Christmas is far less of an event, here in France. You don’t hear Christmas music booming in every shop; Christmas ads on television are minimal and mostly limited to foie gras and caviar. I don’t have kids, so I don’t know what it feels like to stop everything for two weeks in the days leading up to and following Christmas, but as far as we were concerned, at least this year, we worked through Friday and got back to work on Tuesday.
We had a Christmas meal, of course: a Christmas celebration with the Country Boy’s parents that began on the 24th and continued after we had to catch our train back to Paris, but Christmas doesn’t explode here; it just kind of exists, and then it fades away.
I’m not sure, however, how much of this sentiment of Christmas feeling anticlimactic has to do with being in France, and how much has to do with me being an adult – one of those characters in countless Christmas movies who allows the Christmas spirit, the Christmas holiday, to become barely a blip on my radar. Maybe it’s a little bit of both; who can say?

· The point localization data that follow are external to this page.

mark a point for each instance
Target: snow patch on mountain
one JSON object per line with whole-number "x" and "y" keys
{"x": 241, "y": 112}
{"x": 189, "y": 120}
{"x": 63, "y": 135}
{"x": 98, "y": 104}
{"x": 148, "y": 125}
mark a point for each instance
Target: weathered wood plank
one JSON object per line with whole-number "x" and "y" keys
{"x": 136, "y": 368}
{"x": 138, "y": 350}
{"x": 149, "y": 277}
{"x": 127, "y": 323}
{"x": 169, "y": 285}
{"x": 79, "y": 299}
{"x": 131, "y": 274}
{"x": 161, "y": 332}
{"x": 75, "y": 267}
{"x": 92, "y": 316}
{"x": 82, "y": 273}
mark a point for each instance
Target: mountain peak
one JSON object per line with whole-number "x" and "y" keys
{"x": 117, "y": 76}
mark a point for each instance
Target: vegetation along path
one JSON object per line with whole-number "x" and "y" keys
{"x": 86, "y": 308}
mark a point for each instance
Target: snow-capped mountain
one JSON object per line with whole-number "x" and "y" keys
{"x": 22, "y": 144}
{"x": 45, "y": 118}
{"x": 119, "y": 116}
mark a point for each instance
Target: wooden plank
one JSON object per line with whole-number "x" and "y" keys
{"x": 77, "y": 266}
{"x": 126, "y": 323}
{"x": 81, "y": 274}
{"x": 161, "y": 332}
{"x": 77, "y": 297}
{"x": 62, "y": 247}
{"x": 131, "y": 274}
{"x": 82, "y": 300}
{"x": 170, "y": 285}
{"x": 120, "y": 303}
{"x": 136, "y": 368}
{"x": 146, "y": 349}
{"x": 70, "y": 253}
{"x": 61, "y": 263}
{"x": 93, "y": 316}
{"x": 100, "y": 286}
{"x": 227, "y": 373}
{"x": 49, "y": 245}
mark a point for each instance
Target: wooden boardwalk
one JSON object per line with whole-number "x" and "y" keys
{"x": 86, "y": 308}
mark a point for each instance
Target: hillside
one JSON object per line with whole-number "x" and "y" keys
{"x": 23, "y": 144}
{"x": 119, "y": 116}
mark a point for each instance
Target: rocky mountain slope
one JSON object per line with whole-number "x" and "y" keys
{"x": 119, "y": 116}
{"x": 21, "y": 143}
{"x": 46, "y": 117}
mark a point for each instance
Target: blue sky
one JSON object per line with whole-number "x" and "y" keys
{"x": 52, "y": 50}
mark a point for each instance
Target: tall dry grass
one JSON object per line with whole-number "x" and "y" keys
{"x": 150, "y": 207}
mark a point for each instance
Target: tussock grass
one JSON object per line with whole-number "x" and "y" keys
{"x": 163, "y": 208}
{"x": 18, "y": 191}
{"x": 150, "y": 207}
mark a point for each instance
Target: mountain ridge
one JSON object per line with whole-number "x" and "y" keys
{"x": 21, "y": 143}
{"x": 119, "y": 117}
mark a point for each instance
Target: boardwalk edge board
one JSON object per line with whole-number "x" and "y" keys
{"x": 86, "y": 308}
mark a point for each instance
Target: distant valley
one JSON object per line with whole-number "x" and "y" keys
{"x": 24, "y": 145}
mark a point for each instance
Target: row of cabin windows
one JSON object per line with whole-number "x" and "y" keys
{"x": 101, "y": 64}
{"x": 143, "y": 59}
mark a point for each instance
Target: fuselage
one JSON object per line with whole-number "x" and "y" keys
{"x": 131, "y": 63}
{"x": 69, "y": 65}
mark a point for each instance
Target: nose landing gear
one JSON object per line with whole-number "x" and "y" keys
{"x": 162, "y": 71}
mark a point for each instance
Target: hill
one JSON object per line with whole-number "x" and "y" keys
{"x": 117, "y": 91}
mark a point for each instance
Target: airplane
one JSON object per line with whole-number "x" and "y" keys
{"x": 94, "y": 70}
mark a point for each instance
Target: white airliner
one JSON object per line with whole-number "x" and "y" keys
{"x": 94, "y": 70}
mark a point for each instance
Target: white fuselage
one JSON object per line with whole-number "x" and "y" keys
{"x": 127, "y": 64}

Here’s what I do know, though – when I embrace the Christmas traditions that I have now: Christmas dinner at TCB’s parents’, our little tree that I always demand be “real” even though TCB would prefer the ease of synthetic, exchanging gifts, not on the 25th, but on whatever day makes sense for our schedules – I can still find a bit of magic in this holiday, and I think that’s what really matters.
On Christmas Eve – and Christmas Day – we had a feast, a true French Christmas meal, with one rich dish after another: foie gras, cheese, capon, bûche. Now, I think both TCB and I are in want of something a bit lighter, like this cauliflower soup.

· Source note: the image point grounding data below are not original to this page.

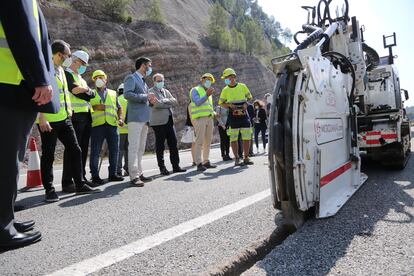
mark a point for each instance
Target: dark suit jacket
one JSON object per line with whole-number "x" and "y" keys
{"x": 33, "y": 57}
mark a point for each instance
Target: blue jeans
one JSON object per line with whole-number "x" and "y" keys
{"x": 98, "y": 135}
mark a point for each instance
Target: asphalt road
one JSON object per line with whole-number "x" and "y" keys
{"x": 372, "y": 235}
{"x": 186, "y": 223}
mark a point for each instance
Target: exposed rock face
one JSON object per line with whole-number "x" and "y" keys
{"x": 177, "y": 49}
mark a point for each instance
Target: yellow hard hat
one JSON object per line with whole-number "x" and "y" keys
{"x": 98, "y": 73}
{"x": 208, "y": 75}
{"x": 228, "y": 72}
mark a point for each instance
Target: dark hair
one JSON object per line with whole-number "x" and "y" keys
{"x": 140, "y": 61}
{"x": 59, "y": 46}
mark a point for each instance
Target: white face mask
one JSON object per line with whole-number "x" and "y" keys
{"x": 99, "y": 83}
{"x": 67, "y": 62}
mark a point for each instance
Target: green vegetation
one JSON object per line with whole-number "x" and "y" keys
{"x": 242, "y": 26}
{"x": 154, "y": 13}
{"x": 117, "y": 9}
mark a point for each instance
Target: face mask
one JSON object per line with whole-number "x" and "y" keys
{"x": 99, "y": 83}
{"x": 67, "y": 62}
{"x": 207, "y": 84}
{"x": 81, "y": 69}
{"x": 159, "y": 85}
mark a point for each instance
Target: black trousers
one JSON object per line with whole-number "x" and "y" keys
{"x": 16, "y": 125}
{"x": 224, "y": 142}
{"x": 65, "y": 132}
{"x": 162, "y": 133}
{"x": 82, "y": 123}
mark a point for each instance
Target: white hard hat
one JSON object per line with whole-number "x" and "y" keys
{"x": 82, "y": 55}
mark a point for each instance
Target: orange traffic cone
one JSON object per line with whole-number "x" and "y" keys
{"x": 34, "y": 177}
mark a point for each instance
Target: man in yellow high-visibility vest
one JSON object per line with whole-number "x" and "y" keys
{"x": 80, "y": 96}
{"x": 106, "y": 117}
{"x": 59, "y": 126}
{"x": 26, "y": 87}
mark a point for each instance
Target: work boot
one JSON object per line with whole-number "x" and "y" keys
{"x": 208, "y": 165}
{"x": 247, "y": 161}
{"x": 201, "y": 168}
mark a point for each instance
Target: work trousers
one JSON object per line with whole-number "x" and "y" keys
{"x": 17, "y": 125}
{"x": 162, "y": 133}
{"x": 123, "y": 153}
{"x": 137, "y": 139}
{"x": 63, "y": 131}
{"x": 82, "y": 123}
{"x": 98, "y": 135}
{"x": 260, "y": 128}
{"x": 203, "y": 128}
{"x": 224, "y": 142}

It took me a while to understand that in France, all soups are smooth; I make both, these days, but I always top even the smooth ones with something else, for a bit of texture: the frizzled shallots are pretty easy to make, and they add a bit of a special touch to the otherwise simple soup.
Roasted Cauliflower Soup (serves 2)
1 head cauliflower
1 tablespoon ghee, melted
2 cloves garlic
1 tablespoon butter
1 onion, diced
3 cups chicken broth
1 pinch nutmeg
2 shallots
vegetable oil
chives, for garnish
salt and pepper, to taste
crème fraiche (optional)
Preheat the oven to 400 degrees. Cut the cauliflower into florets, and arrange in an even layer on a baking sheet. Drizzle with ghee, and add the unpeeled garlic cloves. Season with salt and toss well to combine. Roast for 20-25 minutes, until golden brown.
Heat the butter in a Dutch oven, and add the onion. Season with salt and pepper, and stir to combine. Cook, stirring occasionally, until the onion is translucent and slightly browned, about 10 minutes.
Add the cauliflower florets and the chicken broth to the pot. Peel the garlic cloves and add them as well. Simmer uncovered for about 15 minutes, then purée. Add the nutmeg, and season to taste with salt and pepper.
While the soup is cooking, Thinly slice the shallots. Heat about a half-inch of vegetable oil in a pot, and add the shallots. Cook, stirring occasionally, until crisp. Remove and drain on paper towels.
Serve the soup sprinkled with fried shallots, chopped chives, and a spoonful of crème fraiche, if desired.